The current study is part of a unique research model designed to move back and forth between the bench and the bedside, with the investigative team consisting of researchers based in both the laboratory and in the clinic. In the clinical trial led at Penn by Peter O'Dwyer, MD, professor of Hematology/Oncology, and Gregory L. Beatty, MD, PhD, instructor of Hematology/Oncology, pancreatic cancer patients received standard gemcitabine chemotherapy with an experimental antibody manufactured by Pfizer Corporation. The antibody binds and stimulates a cell surface receptor called CD40, which is a key regulator of T-cell activation. The team initially hypothesized that the CD40 antibodies would turn on the T cells and allow them to attack the tumor.
The treatment appeared to work, with some patients' tumors shrinking substantially and the vast majority of tumors losing metabolic activity after therapy, although all of the responding patients eventually relapsed. When the researchers looked at post-treatment tumor samples, obtained via biopsy or surgical removal, there were no T cells to be seen. Instead, they saw an abundance of another white blood cell known as macrophages.
To understand what was happening in the tissues of these patients, Vonderheide and Beatty and colleagues turned to a mouse model of pancreatic cancer developed several years ago at Penn. Unlike older mouse models that were simplistic models of human disease, new genetically engineered mice develop spontaneous cancers that are very close reproductions of human tumors. "We can perform preclinical trials in these mice with the same principles we use in our patients," Vonderheide says, noting that the team even used a randomization protocol to assign individual mice to different arms of the study.
When the investigators treated mice that developed pancreatic cancer with gemcitabine in combination with CD40 antibodies, the results looked like those of the human trial. Some mouse tumors shrank and were found to be loaded with macrophages but contained few or no T cells. Closer inspection showed that the macrophages were attacking what is known as the tumor stroma, the supporting tissue around the tumor. Pancreatic tumors secrete chemical signals that draw macrophages to the tumor site, but if left to their own devices, these macrophages would protect the tumor. However, treating the mice (or patients) with CD40 antibodies seemed to flip that system on its head. "It is something of a Trojan horse approach," Vonderheide says. "The tumor is still calling in macrophages, but now we've used the CD40 receptor to re-educate those macrophages to attack – not promote – the tumor."
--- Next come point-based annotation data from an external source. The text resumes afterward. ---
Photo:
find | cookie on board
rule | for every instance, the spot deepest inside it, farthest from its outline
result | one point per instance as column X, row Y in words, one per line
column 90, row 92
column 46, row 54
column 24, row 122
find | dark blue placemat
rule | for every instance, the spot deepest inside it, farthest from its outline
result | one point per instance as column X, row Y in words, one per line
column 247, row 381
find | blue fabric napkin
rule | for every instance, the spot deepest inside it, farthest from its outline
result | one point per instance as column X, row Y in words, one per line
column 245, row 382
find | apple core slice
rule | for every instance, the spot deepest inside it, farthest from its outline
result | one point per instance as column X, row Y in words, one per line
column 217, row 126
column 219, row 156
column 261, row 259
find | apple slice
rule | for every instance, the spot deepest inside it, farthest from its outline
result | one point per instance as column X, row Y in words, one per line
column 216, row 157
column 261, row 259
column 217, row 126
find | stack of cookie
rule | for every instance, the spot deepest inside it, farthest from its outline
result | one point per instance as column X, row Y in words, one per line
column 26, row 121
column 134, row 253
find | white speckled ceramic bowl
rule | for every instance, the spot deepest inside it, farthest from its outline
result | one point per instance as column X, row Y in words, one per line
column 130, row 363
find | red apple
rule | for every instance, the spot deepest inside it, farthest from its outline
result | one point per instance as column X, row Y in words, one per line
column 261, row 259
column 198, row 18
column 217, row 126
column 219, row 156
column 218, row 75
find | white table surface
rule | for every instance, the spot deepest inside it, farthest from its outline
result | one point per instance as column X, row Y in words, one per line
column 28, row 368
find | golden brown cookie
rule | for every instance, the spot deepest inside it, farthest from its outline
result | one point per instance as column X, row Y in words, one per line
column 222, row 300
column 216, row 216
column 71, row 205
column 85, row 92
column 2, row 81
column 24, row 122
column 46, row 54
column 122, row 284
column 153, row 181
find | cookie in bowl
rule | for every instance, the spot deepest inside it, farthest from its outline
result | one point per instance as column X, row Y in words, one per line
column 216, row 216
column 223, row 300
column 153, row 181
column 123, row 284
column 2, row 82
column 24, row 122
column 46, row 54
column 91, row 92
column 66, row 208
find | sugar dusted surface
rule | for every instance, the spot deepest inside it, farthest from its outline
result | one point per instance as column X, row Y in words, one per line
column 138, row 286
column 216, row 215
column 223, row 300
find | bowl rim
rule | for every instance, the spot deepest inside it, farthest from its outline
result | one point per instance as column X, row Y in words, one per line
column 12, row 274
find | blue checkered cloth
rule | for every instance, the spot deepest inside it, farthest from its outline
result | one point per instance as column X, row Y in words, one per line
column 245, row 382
The researchers believe that the CD40 antibodies also activated T cells in the mice, but the T cells couldn't get into the tumor or its surrounding tissue. "We learned that T cells have a major problem with migration into tumors, and this may be a particular problem for pancreatic cancer," Vonderheide says. "The area surrounding pancreatic cancers is very dense, fibrotic, and hostile. This is one of the main reasons standard therapies for this disease often work so poorly."
The researchers are now working on ways to capitalize on their novel information, testing ways to super-charge the macrophage response and to get the T cells into the tumor microenvironment. Vonderheide thinks his team can speed up clinical research by running pilot trials in the mice to test potential therapeutics. Once they understand responses in the mice, then they can use that information to design better human trials.
"Beyond our specific findings, we think these findings point to a new approach for drug development in cancer -- one where we use state-of-the-art mouse models for preclinical trials to guide which trials we should do next in patients," Vonderheide says. "It should be faster, cheaper and give us a head start in the clinical trials."